So Darla puts her cup and saucer on the coffee table, and she says, “Why did you let me hear that conversation?”
As the woman’s face turns to her, Darla still expects the old Peggy. A look of faux surprise perhaps. Did I? I’m so stricken I wasn’t even thinking.
Instead, Peggy offers Darla a quick but restrained smile. “I wanted to share my clarity with you,” she says.
Darla’s surprise is genuine. She masks it, and says nothing.
Peggy stretches to the coffee table, puts down her own cup and saucer, and sits back. She lays her hands side by side on her lap, as if this revelation was expected and what follows has been thought out.
She says, “I hope I didn’t sound harsh. I loved Bill. I’m going to cry over him again and again in the coming weeks. Please don’t doubt the sincerity of those tears. But Jimmy needed to hear this other part of it.”
“I understand,” Darla says.
“Men have their ways,” Peggy says. “How they communicate with each other. How they bond. My husband and yours, for instance. Their father-and-son bond was so strong. But after all, they both went to war. Is this why men make wars, do you suppose? To share something like that? Is it the only way they can truly feel close to each other?”
Peggy pauses, as if she wants Darla’s opinion on this. Darla sees her Confederate men sitting around the barbershop through a long, hot summer afternoon, getting drunk on Old Forester and war stories, as their women sit in a parlor, sipping blueberry shrub and writing their impassioned prose.

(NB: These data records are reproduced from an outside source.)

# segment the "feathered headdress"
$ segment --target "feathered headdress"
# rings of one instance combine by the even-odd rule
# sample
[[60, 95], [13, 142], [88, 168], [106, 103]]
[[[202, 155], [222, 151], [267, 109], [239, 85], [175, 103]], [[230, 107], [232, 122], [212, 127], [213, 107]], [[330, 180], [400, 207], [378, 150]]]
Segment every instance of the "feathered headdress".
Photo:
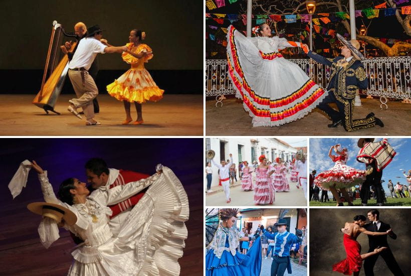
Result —
[[239, 209], [220, 209], [220, 219], [226, 219], [231, 218], [231, 217], [237, 217], [237, 213]]

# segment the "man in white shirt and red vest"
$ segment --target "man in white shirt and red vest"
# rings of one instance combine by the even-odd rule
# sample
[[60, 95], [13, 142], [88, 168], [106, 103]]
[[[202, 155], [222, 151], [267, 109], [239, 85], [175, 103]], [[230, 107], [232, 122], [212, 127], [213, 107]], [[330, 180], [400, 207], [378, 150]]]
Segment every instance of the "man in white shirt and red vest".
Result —
[[230, 154], [230, 163], [227, 164], [224, 159], [221, 161], [221, 164], [218, 164], [214, 162], [214, 159], [211, 160], [213, 164], [219, 168], [220, 177], [221, 181], [221, 184], [223, 185], [223, 189], [224, 190], [224, 193], [226, 194], [226, 199], [227, 203], [231, 202], [231, 198], [230, 197], [230, 167], [233, 165], [233, 155]]
[[[109, 169], [106, 162], [101, 158], [92, 158], [85, 165], [87, 182], [95, 189], [107, 191], [118, 185], [137, 181], [149, 176], [149, 175], [131, 171]], [[113, 211], [109, 223], [113, 234], [117, 236], [121, 224], [138, 201], [144, 195], [146, 188], [126, 200], [109, 206]]]
[[[114, 47], [105, 45], [100, 42], [103, 31], [98, 25], [89, 28], [89, 37], [82, 39], [78, 43], [73, 59], [69, 63], [69, 77], [77, 98], [69, 101], [67, 109], [80, 119], [81, 116], [77, 108], [82, 107], [86, 115], [86, 125], [100, 124], [94, 119], [93, 99], [98, 94], [98, 89], [88, 70], [97, 54], [119, 53], [127, 51], [126, 46]], [[94, 35], [94, 36], [90, 36]]]

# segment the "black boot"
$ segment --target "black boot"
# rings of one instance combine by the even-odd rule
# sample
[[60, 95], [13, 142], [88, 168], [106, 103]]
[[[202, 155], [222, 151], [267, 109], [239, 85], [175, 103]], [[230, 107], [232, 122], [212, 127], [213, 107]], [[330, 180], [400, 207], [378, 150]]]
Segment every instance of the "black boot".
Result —
[[339, 125], [341, 124], [342, 123], [342, 120], [338, 120], [336, 122], [333, 122], [332, 123], [327, 124], [327, 126], [328, 126], [328, 127], [336, 127]]

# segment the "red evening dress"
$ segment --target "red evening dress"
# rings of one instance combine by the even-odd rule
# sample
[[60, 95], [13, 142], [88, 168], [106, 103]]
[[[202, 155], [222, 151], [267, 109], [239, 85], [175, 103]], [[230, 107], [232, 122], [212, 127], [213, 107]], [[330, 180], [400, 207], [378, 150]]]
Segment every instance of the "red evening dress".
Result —
[[351, 275], [353, 272], [359, 271], [362, 266], [361, 245], [354, 238], [344, 234], [344, 247], [347, 258], [333, 264], [332, 270], [345, 275]]

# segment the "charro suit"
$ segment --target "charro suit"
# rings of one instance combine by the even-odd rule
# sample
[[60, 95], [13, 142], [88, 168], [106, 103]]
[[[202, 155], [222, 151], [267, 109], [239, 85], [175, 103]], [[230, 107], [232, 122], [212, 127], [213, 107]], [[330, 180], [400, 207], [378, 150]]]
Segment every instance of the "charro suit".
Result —
[[[330, 60], [311, 51], [307, 55], [316, 62], [330, 66], [331, 69], [330, 80], [327, 87], [328, 95], [318, 107], [325, 112], [333, 122], [342, 120], [342, 125], [347, 131], [375, 126], [374, 116], [364, 119], [352, 118], [357, 89], [365, 89], [368, 86], [368, 79], [362, 64], [353, 57], [347, 64], [340, 66], [344, 59], [342, 57]], [[337, 104], [338, 111], [328, 105], [331, 103]]]
[[[378, 229], [377, 232], [386, 232], [390, 228], [389, 224], [384, 223], [380, 221], [381, 225], [379, 226], [379, 229]], [[372, 223], [368, 223], [364, 225], [364, 228], [368, 231], [371, 232], [375, 232]], [[386, 246], [388, 247], [386, 249], [381, 251], [379, 254], [374, 255], [369, 257], [365, 259], [364, 261], [364, 270], [365, 272], [366, 276], [374, 276], [374, 272], [373, 269], [374, 268], [374, 265], [377, 261], [378, 256], [381, 255], [385, 263], [387, 264], [388, 268], [391, 270], [391, 272], [395, 276], [403, 275], [404, 273], [401, 271], [401, 268], [397, 263], [391, 249], [389, 248], [389, 246], [387, 241], [387, 236], [388, 235], [384, 235], [380, 236], [371, 236], [367, 235], [368, 237], [368, 242], [369, 244], [369, 250], [368, 252], [372, 252], [374, 249], [378, 246]], [[395, 234], [390, 237], [393, 239], [396, 239], [397, 236]]]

But before Darla can say Yes, you may be right, Peggy says, “Jimmy never had that. As a man, he had to know instinctively what he was giving up when he went to Canada. That may have been the hardest thing about what he did. I feel free now to fully respect him. For his courage to walk away from what sons usually want.”
This all strikes Darla as sincere. She covers one of Peggy’s hands with her own.
Peggy looks Darla in the eyes, holds the gaze quietly. Then she says, “I feel like I’ve always been held back from you as well. You’re my daughter. Truly you are.”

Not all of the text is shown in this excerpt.